I love the Merchant-Ivory film A Room with a View, which begins in the Pension Bertolini in Florence, Italy, where the characters played by Helena Bonham Carter and Maggie Smith have gone to escape dreary old England. They find upon arriving that, alas, their hotel room has no view. You have to have a room with a view, they say. It’s the only way you can deeply experience Florence.
I have thought about this movie in the last few days because I am writing from Tremezzo, Italy, where my husband and I and our friends have a room with a glorious, postcard-perfect view of Lake Como, surely one of God’s grandest creations. My trip is more rich and satisfying because of our view. It truly is.
I rose early this morning and sat on our balcony and watched the sun rise from behind the Alps, illuminating the lake and revealing patches of mist that hovered over the water like wispy low clouds. What a way to start the day. When a writer friend of mine heard I was coming to this area, she told me about the time she and her husband spent six months on a research-writing sabbatical in Bellagio, which is just across the lake from Tremezzo.
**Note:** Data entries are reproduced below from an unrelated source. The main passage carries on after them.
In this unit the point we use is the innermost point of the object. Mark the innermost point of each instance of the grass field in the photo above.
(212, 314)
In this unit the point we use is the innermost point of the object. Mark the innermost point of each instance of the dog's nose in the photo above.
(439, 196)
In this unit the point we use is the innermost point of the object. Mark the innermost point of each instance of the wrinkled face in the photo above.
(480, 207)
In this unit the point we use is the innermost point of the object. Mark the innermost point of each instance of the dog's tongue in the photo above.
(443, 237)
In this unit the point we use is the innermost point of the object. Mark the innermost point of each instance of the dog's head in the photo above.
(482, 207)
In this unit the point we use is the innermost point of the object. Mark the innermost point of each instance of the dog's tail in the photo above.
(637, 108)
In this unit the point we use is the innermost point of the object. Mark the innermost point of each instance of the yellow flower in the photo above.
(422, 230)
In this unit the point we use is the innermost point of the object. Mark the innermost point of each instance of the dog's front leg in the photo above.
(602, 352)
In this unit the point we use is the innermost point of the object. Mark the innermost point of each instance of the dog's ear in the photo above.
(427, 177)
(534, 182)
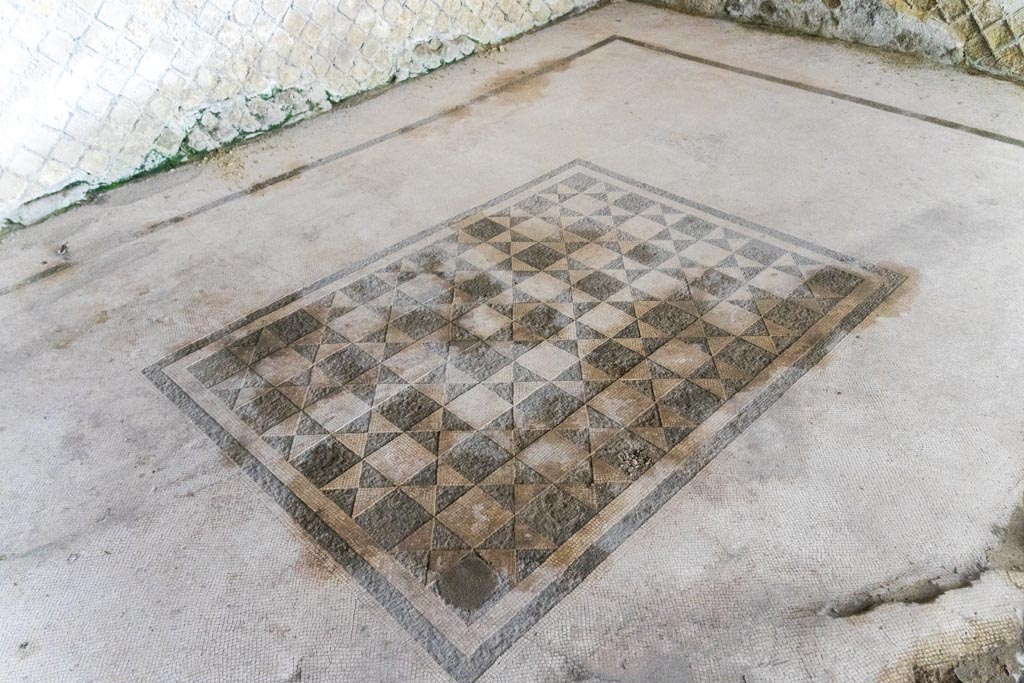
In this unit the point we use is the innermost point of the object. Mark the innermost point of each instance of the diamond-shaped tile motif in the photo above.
(475, 402)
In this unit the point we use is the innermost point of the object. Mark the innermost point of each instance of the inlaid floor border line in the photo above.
(468, 669)
(553, 66)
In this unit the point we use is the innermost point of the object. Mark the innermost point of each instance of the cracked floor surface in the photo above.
(650, 348)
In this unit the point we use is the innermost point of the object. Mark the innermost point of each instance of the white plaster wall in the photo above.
(95, 91)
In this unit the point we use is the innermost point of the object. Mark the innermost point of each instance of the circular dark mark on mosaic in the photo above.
(468, 585)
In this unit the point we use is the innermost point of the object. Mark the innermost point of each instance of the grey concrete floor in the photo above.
(855, 530)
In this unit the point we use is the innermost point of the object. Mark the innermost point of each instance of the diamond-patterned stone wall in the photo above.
(95, 91)
(983, 34)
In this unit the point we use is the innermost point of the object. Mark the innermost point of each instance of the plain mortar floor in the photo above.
(133, 549)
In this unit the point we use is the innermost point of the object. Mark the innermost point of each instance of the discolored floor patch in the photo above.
(500, 401)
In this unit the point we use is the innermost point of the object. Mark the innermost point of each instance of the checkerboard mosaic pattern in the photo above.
(472, 411)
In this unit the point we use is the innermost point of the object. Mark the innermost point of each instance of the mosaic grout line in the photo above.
(611, 338)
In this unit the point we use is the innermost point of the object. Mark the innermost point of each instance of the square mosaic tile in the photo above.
(473, 420)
When I visited that charming town yesterday, I wondered how anyone could settle down to write with all that sense stimulation.
My husband and I began writing the first draft of Breathe Life into Your Life Story on a two-week “writing vacation” in Park City, Utah. The time away from the distractions of home helped us focus on our project and gave us a good start. Later, to give the project a boost in a particularly frustrating time in my life, I rented a small cabin in the Big Bear mountains for $35 a day from a friend of a friend. I got so much accomplished off on my own, I felt it was money well spent.
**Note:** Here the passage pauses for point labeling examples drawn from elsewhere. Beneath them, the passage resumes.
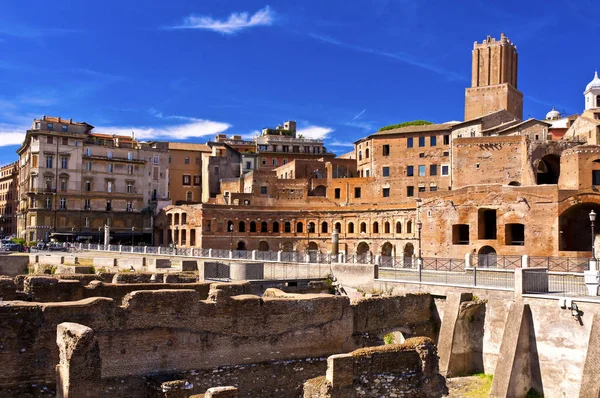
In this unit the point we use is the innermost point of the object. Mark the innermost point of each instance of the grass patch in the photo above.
(476, 386)
(405, 124)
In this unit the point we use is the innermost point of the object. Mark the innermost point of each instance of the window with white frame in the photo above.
(445, 170)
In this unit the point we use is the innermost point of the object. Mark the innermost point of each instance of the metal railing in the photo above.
(481, 262)
(554, 283)
(560, 264)
(469, 277)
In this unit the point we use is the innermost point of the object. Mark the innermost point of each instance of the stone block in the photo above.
(189, 265)
(158, 263)
(13, 265)
(105, 262)
(246, 271)
(446, 339)
(73, 269)
(80, 365)
(221, 392)
(137, 263)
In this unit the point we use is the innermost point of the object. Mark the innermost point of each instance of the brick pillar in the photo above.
(221, 392)
(79, 369)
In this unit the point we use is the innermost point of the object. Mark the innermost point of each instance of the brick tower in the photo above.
(494, 80)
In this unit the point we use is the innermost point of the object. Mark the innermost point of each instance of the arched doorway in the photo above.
(386, 249)
(548, 170)
(320, 190)
(362, 251)
(409, 251)
(575, 227)
(486, 257)
(362, 248)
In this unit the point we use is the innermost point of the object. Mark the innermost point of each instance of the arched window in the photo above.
(338, 227)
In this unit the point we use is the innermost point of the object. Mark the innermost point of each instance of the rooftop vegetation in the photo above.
(405, 124)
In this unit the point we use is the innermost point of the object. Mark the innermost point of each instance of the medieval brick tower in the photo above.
(494, 80)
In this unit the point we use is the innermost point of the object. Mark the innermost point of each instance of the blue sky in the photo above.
(186, 70)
We have an adorable little dog, a Shih-Tzu named Emma, who has developed the habit of sleeping on our bed. (I know, we’re the ones at fault.) She often has difficulty settling down and wanders around our bed checking out this and that place before she finally circles around a spot that will be hers for the night. Writers often have a similar struggle settling down to do their business, needing to test various places before finding somewhere that suits their needs.
Where do you write most effectively? What tricks do you employ to transition to your writing projects? Take a minute to share what works for you.